De jongen keek haar minzaam aan, zoals alleen hij dat kon. “Moet ik ze weer terug doen in de put, moeder?”
“neuh,” zie de moeder, die wel inzag dat je zo’n voordeeltje niet moest laten liggen en ze slofte met de vissen naar binnen om te koken.

Juni 1918

Het was ondanks de droge woestijn in de omgeving koud toen Jezus met zijn vader de mijn in liep. Zijn vader was duidelijk oud aan het worden en hij probeerde echt wel te helpen, maar er was zoveel te voelen.

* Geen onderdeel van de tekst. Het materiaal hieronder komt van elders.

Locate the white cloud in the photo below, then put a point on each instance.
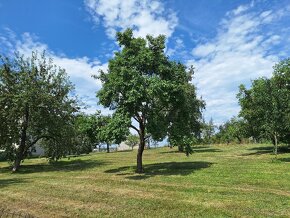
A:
(145, 17)
(80, 70)
(238, 54)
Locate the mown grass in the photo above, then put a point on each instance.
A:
(216, 181)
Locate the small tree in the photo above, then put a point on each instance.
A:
(143, 84)
(112, 129)
(132, 140)
(35, 106)
(265, 106)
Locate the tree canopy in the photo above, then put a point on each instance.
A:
(142, 84)
(266, 105)
(35, 106)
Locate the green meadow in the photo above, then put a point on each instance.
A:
(215, 181)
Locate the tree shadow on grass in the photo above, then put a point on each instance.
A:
(8, 182)
(266, 150)
(286, 159)
(66, 166)
(195, 150)
(162, 169)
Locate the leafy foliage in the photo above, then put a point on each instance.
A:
(265, 106)
(143, 84)
(35, 106)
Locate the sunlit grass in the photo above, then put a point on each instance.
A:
(216, 181)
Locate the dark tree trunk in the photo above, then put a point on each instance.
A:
(108, 147)
(141, 149)
(275, 144)
(22, 144)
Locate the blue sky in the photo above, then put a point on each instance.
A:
(228, 42)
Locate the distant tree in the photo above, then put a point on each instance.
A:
(86, 132)
(265, 106)
(132, 140)
(143, 84)
(112, 129)
(35, 106)
(231, 131)
(208, 131)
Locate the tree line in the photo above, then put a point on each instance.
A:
(147, 93)
(264, 114)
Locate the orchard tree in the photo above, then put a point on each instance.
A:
(143, 85)
(132, 140)
(265, 106)
(35, 106)
(112, 129)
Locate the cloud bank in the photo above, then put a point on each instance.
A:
(144, 17)
(240, 52)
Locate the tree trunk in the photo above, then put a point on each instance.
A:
(141, 149)
(275, 144)
(108, 147)
(180, 148)
(21, 149)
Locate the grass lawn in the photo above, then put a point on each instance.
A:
(216, 181)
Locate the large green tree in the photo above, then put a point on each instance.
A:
(112, 129)
(144, 86)
(35, 106)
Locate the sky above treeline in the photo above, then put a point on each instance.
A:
(228, 42)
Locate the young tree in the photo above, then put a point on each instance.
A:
(208, 131)
(112, 129)
(132, 140)
(35, 105)
(143, 84)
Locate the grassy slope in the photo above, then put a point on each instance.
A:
(216, 181)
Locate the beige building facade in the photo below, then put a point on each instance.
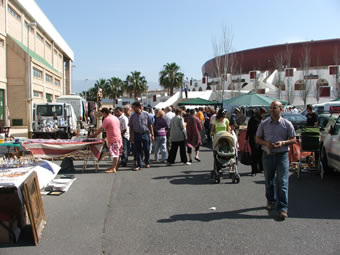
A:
(35, 61)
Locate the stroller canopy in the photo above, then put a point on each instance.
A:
(223, 135)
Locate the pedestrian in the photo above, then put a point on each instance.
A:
(275, 134)
(168, 117)
(177, 138)
(127, 111)
(193, 128)
(312, 117)
(125, 131)
(141, 131)
(160, 127)
(111, 125)
(256, 151)
(219, 123)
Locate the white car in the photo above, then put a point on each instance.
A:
(331, 148)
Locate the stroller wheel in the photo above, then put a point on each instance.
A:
(214, 177)
(237, 178)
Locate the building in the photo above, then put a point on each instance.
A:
(283, 71)
(35, 61)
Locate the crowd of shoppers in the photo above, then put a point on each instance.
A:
(135, 130)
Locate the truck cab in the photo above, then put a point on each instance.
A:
(54, 120)
(331, 148)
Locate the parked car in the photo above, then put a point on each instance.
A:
(297, 119)
(330, 153)
(326, 121)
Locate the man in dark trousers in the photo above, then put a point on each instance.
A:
(256, 151)
(312, 117)
(275, 134)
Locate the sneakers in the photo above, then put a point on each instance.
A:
(283, 215)
(270, 206)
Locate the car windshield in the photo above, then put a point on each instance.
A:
(49, 110)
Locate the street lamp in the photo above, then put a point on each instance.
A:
(29, 80)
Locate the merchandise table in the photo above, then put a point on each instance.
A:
(52, 149)
(9, 145)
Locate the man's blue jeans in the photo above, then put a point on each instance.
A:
(276, 173)
(160, 145)
(126, 150)
(142, 142)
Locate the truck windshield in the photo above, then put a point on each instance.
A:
(49, 110)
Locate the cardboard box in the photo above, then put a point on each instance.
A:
(9, 230)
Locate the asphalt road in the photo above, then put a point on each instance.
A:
(166, 210)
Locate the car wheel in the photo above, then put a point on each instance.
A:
(322, 172)
(324, 161)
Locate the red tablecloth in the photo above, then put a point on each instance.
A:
(50, 148)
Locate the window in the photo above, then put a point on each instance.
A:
(14, 13)
(299, 85)
(333, 70)
(48, 78)
(252, 75)
(48, 45)
(37, 73)
(289, 72)
(49, 98)
(40, 37)
(37, 94)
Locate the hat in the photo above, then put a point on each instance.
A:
(263, 110)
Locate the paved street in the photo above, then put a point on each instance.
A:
(165, 210)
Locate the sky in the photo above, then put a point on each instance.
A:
(112, 38)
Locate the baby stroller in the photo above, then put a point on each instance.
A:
(225, 161)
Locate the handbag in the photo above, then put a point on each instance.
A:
(245, 156)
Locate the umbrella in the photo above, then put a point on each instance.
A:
(251, 99)
(198, 101)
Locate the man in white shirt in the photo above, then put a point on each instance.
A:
(169, 114)
(124, 127)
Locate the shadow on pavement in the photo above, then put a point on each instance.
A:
(187, 178)
(211, 216)
(309, 197)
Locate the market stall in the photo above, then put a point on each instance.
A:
(52, 149)
(20, 184)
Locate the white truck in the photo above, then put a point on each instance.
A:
(78, 103)
(54, 120)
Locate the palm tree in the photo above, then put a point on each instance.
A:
(101, 83)
(114, 88)
(135, 84)
(170, 77)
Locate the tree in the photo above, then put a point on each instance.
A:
(223, 59)
(114, 89)
(170, 77)
(135, 84)
(279, 66)
(289, 83)
(90, 95)
(337, 74)
(101, 83)
(305, 61)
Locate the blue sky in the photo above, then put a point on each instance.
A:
(111, 38)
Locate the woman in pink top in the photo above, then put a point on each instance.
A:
(114, 139)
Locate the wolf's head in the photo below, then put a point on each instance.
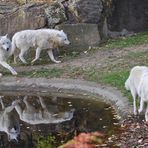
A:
(62, 38)
(5, 43)
(13, 133)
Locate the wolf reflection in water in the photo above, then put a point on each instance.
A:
(41, 116)
(29, 114)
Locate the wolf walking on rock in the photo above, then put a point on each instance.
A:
(41, 39)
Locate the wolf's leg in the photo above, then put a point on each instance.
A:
(50, 53)
(42, 102)
(16, 55)
(29, 107)
(21, 55)
(37, 55)
(4, 64)
(141, 105)
(146, 112)
(2, 104)
(133, 92)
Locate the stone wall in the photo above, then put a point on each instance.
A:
(129, 14)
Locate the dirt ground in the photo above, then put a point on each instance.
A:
(134, 131)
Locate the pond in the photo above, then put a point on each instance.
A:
(28, 120)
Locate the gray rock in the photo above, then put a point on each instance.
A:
(86, 11)
(81, 35)
(13, 19)
(55, 14)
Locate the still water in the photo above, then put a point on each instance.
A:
(25, 121)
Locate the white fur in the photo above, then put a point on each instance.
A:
(137, 83)
(41, 39)
(5, 52)
(42, 115)
(8, 122)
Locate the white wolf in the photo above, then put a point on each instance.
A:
(137, 83)
(41, 39)
(5, 52)
(8, 121)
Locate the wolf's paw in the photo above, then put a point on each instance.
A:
(14, 73)
(15, 102)
(57, 62)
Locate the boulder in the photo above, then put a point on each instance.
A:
(13, 19)
(86, 11)
(81, 35)
(55, 14)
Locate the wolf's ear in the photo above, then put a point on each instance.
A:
(6, 36)
(58, 35)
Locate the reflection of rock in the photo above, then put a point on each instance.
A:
(9, 122)
(32, 115)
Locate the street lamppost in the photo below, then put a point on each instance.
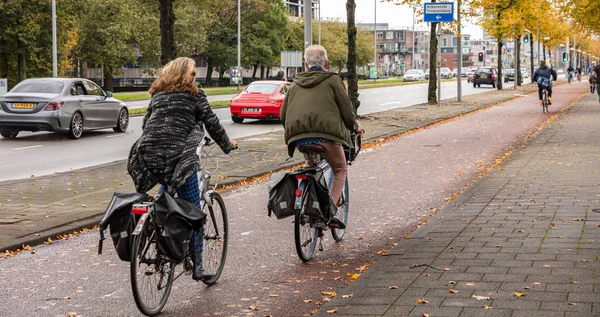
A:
(54, 54)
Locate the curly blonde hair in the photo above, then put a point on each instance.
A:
(179, 75)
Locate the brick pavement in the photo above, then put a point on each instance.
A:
(31, 210)
(531, 228)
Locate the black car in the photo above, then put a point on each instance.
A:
(486, 76)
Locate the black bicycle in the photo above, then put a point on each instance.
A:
(308, 230)
(153, 272)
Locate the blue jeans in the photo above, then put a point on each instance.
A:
(190, 191)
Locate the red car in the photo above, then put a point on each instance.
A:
(260, 100)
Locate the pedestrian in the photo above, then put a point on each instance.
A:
(596, 75)
(317, 110)
(172, 129)
(593, 78)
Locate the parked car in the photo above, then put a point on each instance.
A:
(260, 100)
(470, 74)
(69, 105)
(413, 74)
(509, 75)
(485, 76)
(446, 73)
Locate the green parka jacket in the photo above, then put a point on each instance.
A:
(317, 106)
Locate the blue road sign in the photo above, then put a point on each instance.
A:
(439, 12)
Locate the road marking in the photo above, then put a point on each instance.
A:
(391, 103)
(27, 147)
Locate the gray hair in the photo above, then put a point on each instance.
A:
(315, 55)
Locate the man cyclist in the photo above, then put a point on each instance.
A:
(317, 110)
(570, 72)
(544, 76)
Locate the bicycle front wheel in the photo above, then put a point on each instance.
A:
(305, 236)
(342, 213)
(216, 233)
(151, 273)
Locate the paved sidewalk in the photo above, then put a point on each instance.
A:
(523, 241)
(34, 209)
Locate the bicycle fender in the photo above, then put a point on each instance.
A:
(140, 225)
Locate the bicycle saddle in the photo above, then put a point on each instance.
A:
(311, 148)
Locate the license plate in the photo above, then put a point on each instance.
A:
(18, 105)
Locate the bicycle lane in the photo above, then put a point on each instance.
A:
(394, 187)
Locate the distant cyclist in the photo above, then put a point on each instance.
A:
(544, 76)
(570, 72)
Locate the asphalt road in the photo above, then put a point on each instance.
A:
(392, 188)
(44, 153)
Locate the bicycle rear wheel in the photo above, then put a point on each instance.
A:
(151, 273)
(342, 213)
(305, 236)
(216, 237)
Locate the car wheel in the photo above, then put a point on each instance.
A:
(9, 134)
(76, 126)
(123, 121)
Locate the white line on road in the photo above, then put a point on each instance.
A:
(391, 103)
(27, 147)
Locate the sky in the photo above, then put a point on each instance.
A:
(396, 16)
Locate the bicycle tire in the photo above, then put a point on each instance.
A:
(338, 234)
(145, 242)
(305, 236)
(216, 239)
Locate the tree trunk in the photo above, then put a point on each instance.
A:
(108, 77)
(22, 62)
(209, 70)
(167, 31)
(351, 64)
(499, 81)
(432, 89)
(518, 62)
(531, 73)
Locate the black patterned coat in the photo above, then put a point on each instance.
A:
(165, 153)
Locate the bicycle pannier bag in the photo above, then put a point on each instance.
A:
(121, 221)
(282, 195)
(176, 219)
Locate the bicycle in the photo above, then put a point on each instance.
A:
(147, 262)
(307, 229)
(544, 100)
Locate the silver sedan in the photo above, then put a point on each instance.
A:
(69, 105)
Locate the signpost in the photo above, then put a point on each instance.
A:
(3, 86)
(439, 12)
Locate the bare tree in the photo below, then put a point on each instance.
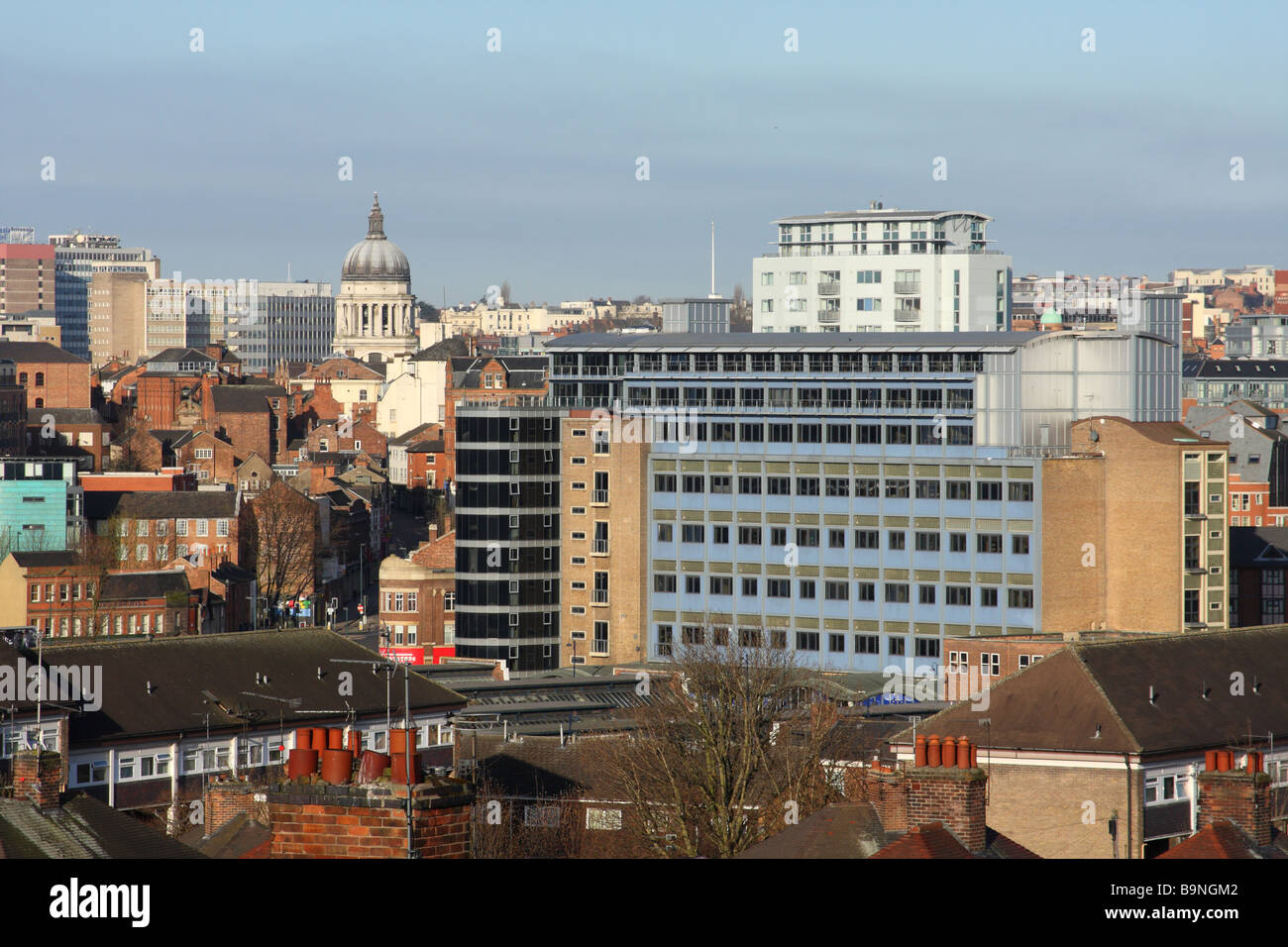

De lucht, de hemel, de grond, de mensen. Maar dat van die mensen aanraken deed hij niet meer. Dat dorpje was zo van streek toen die man uit zijn rolstoel sprong. Gelukkig hadden ze zijn hand op de schouder van de man niet gezien. Hij vond het vervreemdend. Zijn moeder had last van staar gehad, maar die was ook weer verdwenen. En hij kon het niet van zich af zetten dat het kwam omdat hij in de buurt was. De wereld was verwarrend en die “wonderen” voelde helemaal niet als wonderen.

Dat met die cowboys die hun goud wilde inpikken was nog vervelender geweest. Ze schoten dreigend in de lucht en lieten hun allemaal plat in het zand liggen, met hun gezichten naar beneden. Ondertussen gooiden andere cowboys alle spullen in het huisje naar buiten, op zoek naar het goud. Maar na veel dreigementen begrepen ze dat er niets te halen was. Toen keken ze naar zijn moeder en zag hij de angst in haar ogen. Als vanzelf bad hij tot de lieve God om vergeving en of hij voorkomen wilde dat er iets ergs met zijn ouders gebeurde. Eerst gebeurde er niets en de mannen stapten naar zijn moeder, die weg probeerde te kruipen. Toen ineens een enorme windvlaag de mannen meters ver weg deed tuimelen. Gekneusd en woedend stonden ze weer op, om meteen daarna door een nieuwe storm weggeblazen te worden. We hebben ze nooit meer gezien.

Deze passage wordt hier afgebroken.